The City Council voted in Finance Committee to approve the 100 new Jacksonville sheriff's officers in the upcoming budget.
But community activists want the council to slam on the brakes. A group called the Jacksonville Community Action Committee gathered Monday afternoon outside City Hall, where it plans to return Tuesday.
About two dozen people, at times chanting slogans about needing justice and accountability, called for the Jacksonville City Council to vote against the budget proposal that would add new JSO officers.
Demonstrators said they want accountability to citizens first. The group also said more officers are more trouble, not better safety.
"There's no correlation that's been drawn. It's inconclusive if you look at all the studies. Just frankly, you can Google it. It's not hidden information. Every city that has look to that for the answer, it's been inconclusive. And, actually, in a few cities there's even rises in police crimes," said Christina Kittle with the Jacksonville Community Action Committee.
A woman whose son was killed in July in Jacksonville said she opposes more officers as well. Though officers did not kill Keegan Roberts, his mother said that she blames police for not arresting the killer.
Michael Sampson with the Jacksonville Community Action Committee called for better training. But he also said accountability to the people of Jacksonville is more important to him, which is why he wants a citizen-led review board with sweeping power.
"It is a citizen's review board with actual teeth. We should be able to hire and fire officers. They should have subpoena power to review evidence," Sampson said. "In the past, the mayor and other council persons have talked about a review board that has no teeth, that has no ability to actually hire and fire. And that's where it needs to be at. The people of Jacksonville need to have the power to have oversight over the department that their taxable dollars pay money into."

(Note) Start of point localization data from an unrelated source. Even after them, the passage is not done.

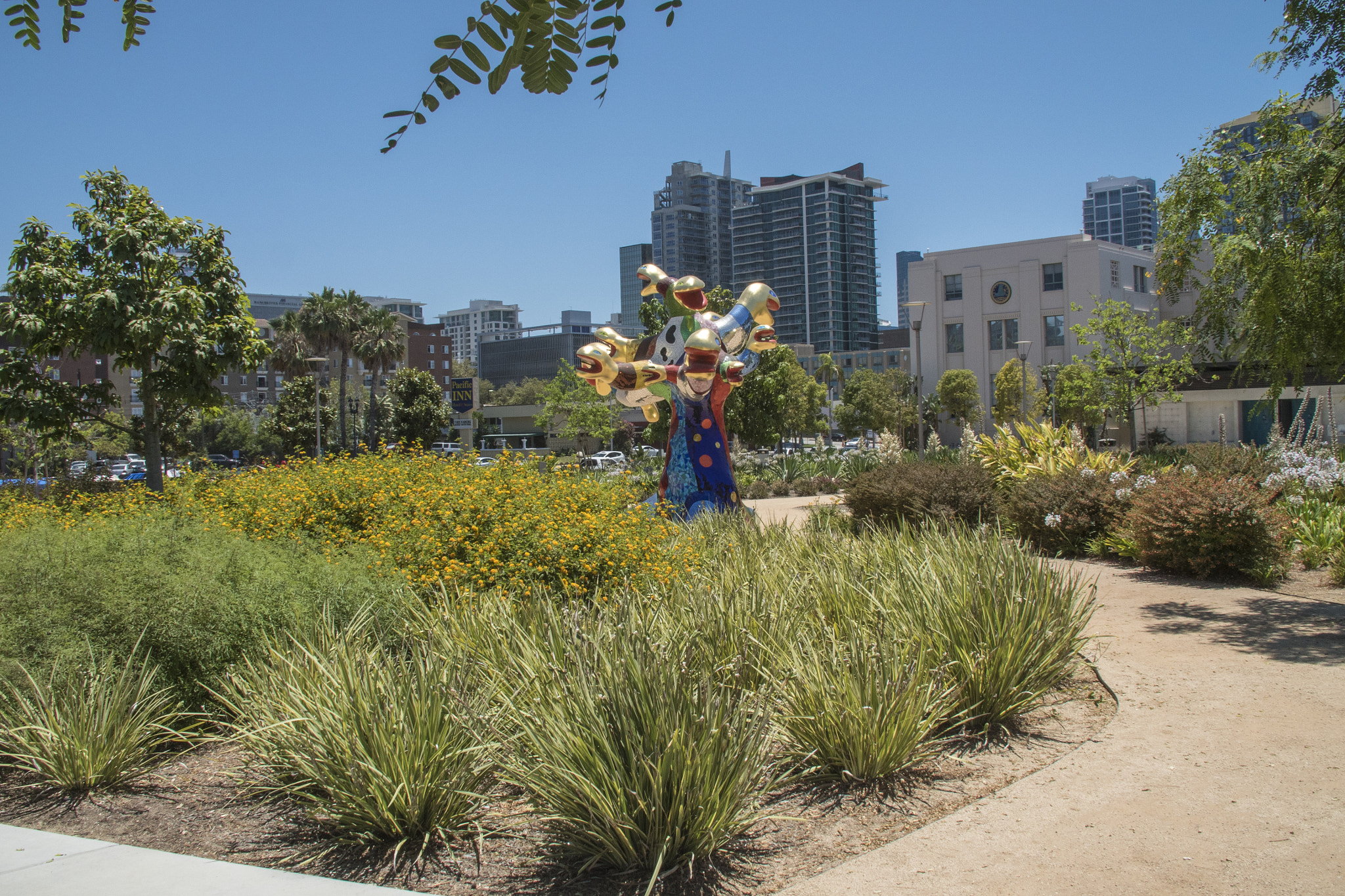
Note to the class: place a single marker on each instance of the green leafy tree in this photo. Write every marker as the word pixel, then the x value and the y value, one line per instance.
pixel 158 293
pixel 870 402
pixel 527 391
pixel 542 39
pixel 418 410
pixel 571 408
pixel 1133 359
pixel 292 422
pixel 1078 398
pixel 775 399
pixel 959 396
pixel 1009 393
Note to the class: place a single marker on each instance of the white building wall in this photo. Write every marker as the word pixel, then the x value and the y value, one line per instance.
pixel 1087 281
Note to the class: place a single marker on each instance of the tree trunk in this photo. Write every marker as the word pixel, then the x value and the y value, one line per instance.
pixel 154 452
pixel 341 400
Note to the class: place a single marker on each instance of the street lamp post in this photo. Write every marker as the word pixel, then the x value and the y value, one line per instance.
pixel 353 405
pixel 916 312
pixel 1023 358
pixel 318 403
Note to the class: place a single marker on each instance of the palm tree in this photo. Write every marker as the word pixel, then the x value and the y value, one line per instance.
pixel 290 349
pixel 826 370
pixel 330 322
pixel 378 345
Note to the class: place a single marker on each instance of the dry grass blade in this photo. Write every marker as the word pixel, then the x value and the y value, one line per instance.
pixel 378 743
pixel 100 727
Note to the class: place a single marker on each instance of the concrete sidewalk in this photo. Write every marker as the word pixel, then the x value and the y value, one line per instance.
pixel 1220 773
pixel 35 863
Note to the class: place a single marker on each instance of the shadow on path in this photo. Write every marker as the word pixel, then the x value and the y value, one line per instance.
pixel 1285 629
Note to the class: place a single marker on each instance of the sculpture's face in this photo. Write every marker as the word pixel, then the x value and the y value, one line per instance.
pixel 680 296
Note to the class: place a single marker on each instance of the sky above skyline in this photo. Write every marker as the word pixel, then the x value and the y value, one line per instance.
pixel 985 119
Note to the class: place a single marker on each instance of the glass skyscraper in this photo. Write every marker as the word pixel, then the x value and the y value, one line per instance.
pixel 1121 210
pixel 811 240
pixel 690 223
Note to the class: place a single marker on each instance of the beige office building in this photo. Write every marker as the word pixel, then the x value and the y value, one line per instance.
pixel 985 299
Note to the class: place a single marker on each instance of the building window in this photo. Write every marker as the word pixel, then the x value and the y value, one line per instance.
pixel 953 337
pixel 1052 277
pixel 1003 333
pixel 1055 330
pixel 1141 280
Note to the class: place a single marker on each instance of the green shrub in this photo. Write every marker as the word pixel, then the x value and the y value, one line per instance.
pixel 378 743
pixel 921 490
pixel 97 727
pixel 1202 526
pixel 1238 459
pixel 1061 513
pixel 195 599
pixel 757 489
pixel 860 706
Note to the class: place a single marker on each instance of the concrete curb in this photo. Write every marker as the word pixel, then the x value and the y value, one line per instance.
pixel 37 863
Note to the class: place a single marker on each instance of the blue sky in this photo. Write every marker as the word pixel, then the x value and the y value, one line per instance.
pixel 986 120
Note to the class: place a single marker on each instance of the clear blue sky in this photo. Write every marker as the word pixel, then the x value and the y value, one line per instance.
pixel 986 119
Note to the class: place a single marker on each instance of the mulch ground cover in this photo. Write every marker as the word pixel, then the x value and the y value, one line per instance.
pixel 194 805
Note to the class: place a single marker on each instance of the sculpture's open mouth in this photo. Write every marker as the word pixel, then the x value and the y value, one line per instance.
pixel 693 300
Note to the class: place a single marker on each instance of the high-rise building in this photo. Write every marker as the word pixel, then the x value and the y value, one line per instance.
pixel 1121 210
pixel 811 240
pixel 631 285
pixel 690 223
pixel 904 285
pixel 486 320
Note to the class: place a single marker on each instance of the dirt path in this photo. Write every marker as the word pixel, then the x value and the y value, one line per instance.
pixel 1220 774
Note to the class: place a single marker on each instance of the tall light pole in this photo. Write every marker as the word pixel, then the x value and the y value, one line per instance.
pixel 318 403
pixel 916 312
pixel 1023 358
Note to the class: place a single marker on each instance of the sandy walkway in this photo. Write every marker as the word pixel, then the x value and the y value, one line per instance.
pixel 1220 774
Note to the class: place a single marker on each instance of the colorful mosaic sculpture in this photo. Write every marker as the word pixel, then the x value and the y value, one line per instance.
pixel 693 363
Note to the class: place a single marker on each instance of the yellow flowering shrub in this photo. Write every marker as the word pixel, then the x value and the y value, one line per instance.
pixel 509 526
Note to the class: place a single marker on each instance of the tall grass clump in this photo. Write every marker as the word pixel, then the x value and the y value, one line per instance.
pixel 378 739
pixel 860 706
pixel 102 726
pixel 634 754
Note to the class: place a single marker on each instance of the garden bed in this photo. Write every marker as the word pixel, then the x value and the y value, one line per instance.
pixel 194 806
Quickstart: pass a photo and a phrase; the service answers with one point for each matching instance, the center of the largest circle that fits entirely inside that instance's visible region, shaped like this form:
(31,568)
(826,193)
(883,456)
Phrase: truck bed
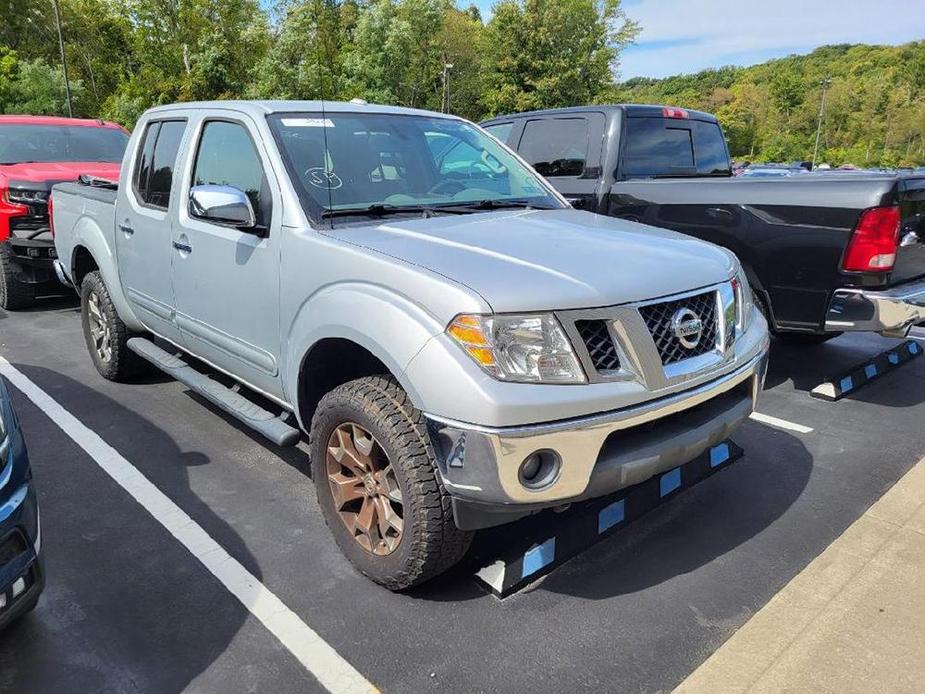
(790,232)
(84,210)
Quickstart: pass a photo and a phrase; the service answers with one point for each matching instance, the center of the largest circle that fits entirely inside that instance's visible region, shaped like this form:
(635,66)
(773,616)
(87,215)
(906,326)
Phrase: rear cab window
(667,147)
(152,179)
(556,147)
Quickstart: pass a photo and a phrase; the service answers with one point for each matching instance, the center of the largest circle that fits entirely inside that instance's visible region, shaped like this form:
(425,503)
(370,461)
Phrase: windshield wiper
(376,210)
(491,204)
(385,209)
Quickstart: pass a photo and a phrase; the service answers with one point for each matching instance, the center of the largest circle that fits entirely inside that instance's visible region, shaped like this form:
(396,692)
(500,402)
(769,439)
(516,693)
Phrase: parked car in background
(463,347)
(35,153)
(22,576)
(824,253)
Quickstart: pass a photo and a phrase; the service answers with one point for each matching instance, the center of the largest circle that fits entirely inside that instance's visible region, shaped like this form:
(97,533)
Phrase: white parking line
(780,423)
(315,654)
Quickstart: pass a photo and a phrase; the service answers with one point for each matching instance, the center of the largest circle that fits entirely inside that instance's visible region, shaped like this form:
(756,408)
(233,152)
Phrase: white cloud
(682,36)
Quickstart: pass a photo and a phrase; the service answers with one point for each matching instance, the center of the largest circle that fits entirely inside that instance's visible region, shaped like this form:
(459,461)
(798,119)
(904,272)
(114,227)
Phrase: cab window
(500,131)
(154,167)
(227,157)
(556,146)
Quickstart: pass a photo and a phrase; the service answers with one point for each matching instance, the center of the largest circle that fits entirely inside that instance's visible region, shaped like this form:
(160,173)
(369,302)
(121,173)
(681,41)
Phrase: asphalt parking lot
(128,608)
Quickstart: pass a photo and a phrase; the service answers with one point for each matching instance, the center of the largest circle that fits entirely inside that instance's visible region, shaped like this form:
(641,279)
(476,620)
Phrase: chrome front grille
(600,346)
(659,317)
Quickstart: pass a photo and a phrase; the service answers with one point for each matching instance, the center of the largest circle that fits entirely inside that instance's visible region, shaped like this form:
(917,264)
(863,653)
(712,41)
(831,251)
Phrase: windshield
(356,161)
(60,143)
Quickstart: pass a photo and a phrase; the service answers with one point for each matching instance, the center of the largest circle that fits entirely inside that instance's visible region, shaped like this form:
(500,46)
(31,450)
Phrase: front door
(144,225)
(226,279)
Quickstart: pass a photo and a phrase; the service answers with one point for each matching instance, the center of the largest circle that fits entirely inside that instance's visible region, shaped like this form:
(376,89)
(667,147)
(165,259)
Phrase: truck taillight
(672,112)
(873,243)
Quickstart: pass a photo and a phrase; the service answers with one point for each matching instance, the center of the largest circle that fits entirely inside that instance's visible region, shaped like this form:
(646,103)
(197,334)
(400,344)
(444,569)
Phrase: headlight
(528,348)
(27,197)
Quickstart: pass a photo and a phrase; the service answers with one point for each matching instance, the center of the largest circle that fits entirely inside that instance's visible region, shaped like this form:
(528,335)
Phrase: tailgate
(910,257)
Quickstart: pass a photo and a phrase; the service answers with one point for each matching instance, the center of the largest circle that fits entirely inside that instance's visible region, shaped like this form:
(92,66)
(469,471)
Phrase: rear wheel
(378,487)
(15,292)
(105,333)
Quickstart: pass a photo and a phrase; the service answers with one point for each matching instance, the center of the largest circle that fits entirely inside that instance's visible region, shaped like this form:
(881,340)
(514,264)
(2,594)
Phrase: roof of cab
(262,108)
(631,110)
(56,121)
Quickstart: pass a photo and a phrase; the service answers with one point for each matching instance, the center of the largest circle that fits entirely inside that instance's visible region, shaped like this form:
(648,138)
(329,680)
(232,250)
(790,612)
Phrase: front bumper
(35,257)
(891,311)
(22,572)
(598,454)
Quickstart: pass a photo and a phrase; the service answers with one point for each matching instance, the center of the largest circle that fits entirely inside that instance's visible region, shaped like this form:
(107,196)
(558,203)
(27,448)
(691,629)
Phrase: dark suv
(21,573)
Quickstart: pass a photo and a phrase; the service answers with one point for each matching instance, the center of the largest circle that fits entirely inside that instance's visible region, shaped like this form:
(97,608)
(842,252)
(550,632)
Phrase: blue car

The sheriff has heard the concerns before. When Williams asked the City Council for the additional officers on Aug. 25, News4Jax asked about the calls for more training.
"We're looking at many different types of training: diversity training, implicit bias training. All the things you hear nationally, those are trends, and we pay attention to that," Williams said. "It could be a budget issue. So we're working through all those details," Williams said.
Williams pointed to continuing rapid growth in northeast Florida as his primary reason for the request.
But the group outside City Hall said it wants more power in discipline and decisions, not more officers.
The City Council will vote on the budget at the end of September.